What were your expected outcomes when going into this experiment? Along with that, was there any previous research in this field that could have led you to your expected outcomes?
We expected to be able to isolate only a single species of phage, however as you can see we ended with multiple. Originally, we had isolated only a single species, and we believe that there may have been contamination which caused our final results.
How exactly can phages be used to help with MDR?
Phage have the ability to infect bacteria, and thus if you are infected with multidrug resistant bacteria, it is possible that you could use a phage to cure the infection. There is currently a massive amount of research going on, looking at how viable the treatment is (injecting millions of viruses into people to cure bacterial infections makes some people uneasy), however there have been a handful of patients who have successfully had MDR infections treated with phage.

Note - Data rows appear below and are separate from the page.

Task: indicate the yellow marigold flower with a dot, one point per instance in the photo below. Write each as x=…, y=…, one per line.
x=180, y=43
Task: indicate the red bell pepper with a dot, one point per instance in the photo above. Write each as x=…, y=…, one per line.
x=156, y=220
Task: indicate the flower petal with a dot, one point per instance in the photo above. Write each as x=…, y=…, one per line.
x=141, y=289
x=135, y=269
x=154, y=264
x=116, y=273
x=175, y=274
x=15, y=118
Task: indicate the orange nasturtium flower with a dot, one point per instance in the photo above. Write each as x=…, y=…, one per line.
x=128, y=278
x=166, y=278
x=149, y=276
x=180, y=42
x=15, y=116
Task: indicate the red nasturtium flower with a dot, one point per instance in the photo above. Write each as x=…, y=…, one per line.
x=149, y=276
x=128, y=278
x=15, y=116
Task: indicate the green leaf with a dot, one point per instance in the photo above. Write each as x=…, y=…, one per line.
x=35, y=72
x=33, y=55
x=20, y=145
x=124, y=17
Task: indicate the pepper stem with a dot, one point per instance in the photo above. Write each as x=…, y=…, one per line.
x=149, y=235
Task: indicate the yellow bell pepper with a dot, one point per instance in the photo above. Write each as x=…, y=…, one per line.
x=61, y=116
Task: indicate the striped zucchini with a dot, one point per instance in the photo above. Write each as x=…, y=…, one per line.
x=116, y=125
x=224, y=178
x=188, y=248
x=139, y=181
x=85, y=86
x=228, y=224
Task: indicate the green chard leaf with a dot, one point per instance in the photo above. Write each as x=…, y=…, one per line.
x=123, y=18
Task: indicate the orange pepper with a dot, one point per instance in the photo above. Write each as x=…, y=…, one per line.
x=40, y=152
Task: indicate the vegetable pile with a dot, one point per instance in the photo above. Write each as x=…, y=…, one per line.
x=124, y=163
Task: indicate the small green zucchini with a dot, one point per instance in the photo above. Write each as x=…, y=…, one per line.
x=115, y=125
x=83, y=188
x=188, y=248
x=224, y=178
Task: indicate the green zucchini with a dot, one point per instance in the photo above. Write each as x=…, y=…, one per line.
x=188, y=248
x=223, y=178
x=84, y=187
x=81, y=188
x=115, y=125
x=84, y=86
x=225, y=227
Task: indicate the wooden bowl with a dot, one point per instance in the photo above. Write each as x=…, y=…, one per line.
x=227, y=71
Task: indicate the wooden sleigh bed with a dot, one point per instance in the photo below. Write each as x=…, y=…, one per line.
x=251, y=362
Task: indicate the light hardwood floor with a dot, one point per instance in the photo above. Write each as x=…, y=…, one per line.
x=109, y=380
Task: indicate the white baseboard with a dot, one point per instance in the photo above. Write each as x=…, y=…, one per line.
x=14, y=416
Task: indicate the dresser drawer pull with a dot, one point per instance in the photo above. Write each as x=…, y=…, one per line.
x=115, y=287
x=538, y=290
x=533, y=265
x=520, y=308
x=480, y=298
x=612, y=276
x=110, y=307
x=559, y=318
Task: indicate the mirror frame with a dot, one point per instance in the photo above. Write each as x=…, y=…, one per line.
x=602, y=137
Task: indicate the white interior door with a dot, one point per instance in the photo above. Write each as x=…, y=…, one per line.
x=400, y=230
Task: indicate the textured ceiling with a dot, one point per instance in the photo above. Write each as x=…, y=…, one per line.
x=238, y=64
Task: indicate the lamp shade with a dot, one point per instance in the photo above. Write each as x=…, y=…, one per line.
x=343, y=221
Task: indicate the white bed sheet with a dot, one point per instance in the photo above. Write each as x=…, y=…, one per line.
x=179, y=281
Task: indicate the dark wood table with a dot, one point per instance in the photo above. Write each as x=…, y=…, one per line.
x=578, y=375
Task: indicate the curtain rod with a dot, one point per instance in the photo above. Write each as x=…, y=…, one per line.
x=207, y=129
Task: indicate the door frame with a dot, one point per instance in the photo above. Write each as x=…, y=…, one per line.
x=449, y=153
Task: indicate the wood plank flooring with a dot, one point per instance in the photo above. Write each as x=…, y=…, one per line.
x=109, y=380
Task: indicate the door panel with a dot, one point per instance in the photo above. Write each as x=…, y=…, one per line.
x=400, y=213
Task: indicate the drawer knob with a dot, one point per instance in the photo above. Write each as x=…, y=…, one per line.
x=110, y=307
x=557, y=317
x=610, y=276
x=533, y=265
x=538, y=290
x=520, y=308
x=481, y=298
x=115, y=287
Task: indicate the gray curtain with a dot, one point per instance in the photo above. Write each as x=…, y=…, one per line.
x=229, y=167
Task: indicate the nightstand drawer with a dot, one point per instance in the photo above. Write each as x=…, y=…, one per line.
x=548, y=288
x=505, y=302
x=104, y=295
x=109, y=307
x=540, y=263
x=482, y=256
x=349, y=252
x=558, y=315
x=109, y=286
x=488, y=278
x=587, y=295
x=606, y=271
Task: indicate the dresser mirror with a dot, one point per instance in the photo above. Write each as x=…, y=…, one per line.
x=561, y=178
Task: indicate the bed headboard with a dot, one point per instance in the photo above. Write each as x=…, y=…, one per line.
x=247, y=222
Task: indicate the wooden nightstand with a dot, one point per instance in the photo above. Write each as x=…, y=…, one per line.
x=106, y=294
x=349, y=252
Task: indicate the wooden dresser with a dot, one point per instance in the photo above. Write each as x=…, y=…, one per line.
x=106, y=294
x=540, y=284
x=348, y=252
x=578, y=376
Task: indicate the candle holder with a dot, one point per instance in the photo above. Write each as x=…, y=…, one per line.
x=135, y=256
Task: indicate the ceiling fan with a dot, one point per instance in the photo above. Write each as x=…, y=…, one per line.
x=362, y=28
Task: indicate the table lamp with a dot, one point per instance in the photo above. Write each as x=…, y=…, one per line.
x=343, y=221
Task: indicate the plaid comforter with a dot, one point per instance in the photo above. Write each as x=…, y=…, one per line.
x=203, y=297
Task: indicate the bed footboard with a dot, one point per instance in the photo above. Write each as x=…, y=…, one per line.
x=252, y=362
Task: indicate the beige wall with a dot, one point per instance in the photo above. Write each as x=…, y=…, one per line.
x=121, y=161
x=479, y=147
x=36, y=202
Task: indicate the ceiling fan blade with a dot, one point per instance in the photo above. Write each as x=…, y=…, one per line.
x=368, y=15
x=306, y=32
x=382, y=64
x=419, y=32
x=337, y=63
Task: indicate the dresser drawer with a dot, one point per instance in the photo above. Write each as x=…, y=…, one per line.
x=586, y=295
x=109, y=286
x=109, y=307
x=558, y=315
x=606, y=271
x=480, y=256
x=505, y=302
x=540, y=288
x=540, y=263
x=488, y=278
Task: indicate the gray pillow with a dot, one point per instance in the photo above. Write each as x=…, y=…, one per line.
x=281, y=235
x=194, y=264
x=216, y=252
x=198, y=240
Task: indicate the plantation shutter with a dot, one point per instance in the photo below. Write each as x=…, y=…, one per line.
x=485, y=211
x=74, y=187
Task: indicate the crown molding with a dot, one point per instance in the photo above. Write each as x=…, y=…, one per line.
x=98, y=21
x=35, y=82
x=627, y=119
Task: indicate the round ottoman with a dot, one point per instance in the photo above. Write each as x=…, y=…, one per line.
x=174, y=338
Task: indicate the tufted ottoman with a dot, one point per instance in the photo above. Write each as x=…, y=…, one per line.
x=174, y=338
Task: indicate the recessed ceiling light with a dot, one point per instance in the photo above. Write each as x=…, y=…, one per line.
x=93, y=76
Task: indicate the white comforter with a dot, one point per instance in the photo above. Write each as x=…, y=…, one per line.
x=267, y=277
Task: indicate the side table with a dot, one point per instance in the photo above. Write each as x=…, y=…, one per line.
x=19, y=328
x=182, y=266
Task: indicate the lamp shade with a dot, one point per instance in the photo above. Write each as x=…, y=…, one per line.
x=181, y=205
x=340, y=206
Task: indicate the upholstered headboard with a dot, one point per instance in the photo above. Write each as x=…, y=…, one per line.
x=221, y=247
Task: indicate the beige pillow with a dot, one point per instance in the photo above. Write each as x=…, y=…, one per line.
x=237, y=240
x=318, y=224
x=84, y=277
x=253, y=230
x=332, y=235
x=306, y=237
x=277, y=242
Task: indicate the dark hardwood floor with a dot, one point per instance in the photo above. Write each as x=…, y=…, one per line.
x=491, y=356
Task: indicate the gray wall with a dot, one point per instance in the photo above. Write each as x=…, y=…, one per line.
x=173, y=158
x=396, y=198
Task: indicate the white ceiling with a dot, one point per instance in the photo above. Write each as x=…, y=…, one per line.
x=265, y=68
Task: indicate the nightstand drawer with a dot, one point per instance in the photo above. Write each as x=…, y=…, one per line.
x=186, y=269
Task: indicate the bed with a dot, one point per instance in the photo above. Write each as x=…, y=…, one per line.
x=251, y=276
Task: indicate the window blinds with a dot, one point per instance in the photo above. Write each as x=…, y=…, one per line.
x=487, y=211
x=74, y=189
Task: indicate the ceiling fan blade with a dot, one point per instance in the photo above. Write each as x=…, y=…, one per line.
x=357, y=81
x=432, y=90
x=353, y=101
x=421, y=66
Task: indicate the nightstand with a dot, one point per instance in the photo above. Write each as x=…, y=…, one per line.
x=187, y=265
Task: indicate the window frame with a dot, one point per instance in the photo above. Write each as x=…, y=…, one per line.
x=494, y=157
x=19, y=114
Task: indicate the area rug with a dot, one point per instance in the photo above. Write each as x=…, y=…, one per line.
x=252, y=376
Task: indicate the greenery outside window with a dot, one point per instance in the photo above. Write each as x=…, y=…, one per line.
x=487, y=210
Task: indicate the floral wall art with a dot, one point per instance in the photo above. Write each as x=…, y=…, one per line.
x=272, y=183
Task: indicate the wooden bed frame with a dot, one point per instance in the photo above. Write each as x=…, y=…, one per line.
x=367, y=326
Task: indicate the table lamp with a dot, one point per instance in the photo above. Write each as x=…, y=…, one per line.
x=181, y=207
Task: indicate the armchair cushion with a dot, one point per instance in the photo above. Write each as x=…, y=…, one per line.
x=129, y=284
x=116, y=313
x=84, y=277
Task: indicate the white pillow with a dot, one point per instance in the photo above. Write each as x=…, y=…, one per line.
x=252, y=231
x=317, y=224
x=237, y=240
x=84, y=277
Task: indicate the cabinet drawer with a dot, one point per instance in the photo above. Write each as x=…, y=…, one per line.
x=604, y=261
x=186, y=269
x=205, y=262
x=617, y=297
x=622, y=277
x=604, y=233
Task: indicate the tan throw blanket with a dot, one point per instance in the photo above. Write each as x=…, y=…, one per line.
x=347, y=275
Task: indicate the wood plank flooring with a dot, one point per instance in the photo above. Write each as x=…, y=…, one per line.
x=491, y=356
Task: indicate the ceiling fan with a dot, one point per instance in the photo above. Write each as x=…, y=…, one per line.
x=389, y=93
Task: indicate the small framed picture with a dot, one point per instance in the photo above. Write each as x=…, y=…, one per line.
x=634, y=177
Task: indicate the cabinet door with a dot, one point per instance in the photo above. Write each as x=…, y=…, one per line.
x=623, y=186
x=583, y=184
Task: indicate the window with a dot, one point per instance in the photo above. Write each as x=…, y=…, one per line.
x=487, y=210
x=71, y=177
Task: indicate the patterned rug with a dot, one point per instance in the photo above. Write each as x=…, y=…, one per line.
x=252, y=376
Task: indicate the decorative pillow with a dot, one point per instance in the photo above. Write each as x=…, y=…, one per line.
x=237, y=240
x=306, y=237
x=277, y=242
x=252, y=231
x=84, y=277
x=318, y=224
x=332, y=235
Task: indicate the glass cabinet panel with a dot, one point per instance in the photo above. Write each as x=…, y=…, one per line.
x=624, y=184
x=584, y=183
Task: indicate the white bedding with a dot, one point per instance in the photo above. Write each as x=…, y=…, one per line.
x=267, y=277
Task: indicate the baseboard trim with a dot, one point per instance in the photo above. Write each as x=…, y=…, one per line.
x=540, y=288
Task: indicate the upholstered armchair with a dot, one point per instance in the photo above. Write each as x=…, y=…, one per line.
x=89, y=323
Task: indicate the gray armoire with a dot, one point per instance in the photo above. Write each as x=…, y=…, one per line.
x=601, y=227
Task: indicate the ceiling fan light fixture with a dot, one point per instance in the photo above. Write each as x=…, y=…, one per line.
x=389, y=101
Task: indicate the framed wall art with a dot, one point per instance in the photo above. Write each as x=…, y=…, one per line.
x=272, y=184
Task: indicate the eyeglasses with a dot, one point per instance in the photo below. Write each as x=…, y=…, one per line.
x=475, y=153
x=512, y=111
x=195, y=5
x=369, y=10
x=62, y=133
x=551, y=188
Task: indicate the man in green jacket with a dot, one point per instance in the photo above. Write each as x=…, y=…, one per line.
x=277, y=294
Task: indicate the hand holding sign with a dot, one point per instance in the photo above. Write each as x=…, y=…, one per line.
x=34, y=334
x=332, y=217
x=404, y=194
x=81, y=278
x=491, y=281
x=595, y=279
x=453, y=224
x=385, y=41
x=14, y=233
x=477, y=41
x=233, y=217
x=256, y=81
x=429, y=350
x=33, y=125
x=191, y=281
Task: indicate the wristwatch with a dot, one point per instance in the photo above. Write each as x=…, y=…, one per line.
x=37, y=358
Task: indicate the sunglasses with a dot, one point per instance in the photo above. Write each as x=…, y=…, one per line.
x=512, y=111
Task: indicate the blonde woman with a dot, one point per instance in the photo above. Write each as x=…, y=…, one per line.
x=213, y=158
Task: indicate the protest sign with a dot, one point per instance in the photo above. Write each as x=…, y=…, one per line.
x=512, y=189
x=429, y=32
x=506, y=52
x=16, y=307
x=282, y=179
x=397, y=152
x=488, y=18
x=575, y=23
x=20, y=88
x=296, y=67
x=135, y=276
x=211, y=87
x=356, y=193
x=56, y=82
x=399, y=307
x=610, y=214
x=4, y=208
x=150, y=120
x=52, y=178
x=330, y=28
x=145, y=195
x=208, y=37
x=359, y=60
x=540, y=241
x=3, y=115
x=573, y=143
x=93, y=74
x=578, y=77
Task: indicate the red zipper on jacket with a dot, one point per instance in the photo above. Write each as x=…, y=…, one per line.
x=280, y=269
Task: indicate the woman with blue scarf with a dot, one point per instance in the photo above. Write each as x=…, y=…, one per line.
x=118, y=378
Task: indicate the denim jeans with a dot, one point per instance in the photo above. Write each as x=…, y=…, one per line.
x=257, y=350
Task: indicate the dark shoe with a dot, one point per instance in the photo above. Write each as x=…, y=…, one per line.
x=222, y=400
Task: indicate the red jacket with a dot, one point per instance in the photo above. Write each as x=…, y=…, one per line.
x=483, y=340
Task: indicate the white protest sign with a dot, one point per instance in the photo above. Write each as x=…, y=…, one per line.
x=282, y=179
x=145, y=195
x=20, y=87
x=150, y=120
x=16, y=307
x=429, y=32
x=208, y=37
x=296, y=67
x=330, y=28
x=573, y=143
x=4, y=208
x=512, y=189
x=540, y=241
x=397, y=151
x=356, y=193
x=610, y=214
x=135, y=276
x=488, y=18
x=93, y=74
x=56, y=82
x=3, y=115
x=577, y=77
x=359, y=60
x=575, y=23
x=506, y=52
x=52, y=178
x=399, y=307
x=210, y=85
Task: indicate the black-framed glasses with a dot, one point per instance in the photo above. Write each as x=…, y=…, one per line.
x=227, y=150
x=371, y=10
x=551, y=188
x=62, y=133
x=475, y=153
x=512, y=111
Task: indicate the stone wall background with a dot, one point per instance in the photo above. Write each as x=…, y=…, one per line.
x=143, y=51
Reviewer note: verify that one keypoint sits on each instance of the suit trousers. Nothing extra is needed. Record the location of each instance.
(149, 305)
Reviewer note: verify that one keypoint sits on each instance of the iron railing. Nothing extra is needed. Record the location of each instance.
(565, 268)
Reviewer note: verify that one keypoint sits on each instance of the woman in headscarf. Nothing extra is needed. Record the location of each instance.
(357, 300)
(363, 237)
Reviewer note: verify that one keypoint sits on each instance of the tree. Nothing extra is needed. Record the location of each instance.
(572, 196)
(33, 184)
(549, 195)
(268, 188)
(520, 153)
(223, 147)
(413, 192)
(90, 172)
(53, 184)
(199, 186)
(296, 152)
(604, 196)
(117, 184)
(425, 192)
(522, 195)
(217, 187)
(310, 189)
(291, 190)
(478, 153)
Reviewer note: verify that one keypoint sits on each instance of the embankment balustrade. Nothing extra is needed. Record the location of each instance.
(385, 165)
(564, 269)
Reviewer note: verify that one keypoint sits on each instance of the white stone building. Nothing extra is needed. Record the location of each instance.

What are the possible reasons for the large plaques that had not previously been seen?
Laura, we believe these plaques appeared in our plates for one of two reasons. The first guess is that we had contamination somewhere in our high titer lysate experiment with another species of phage. The other hypothesis, which is unlikely, is that our phage has different plaque morphology depending on the concentrations of phage. Unfortunately, we were unable to determine what caused the larger plaques but we believe that it is most likely due to contamination.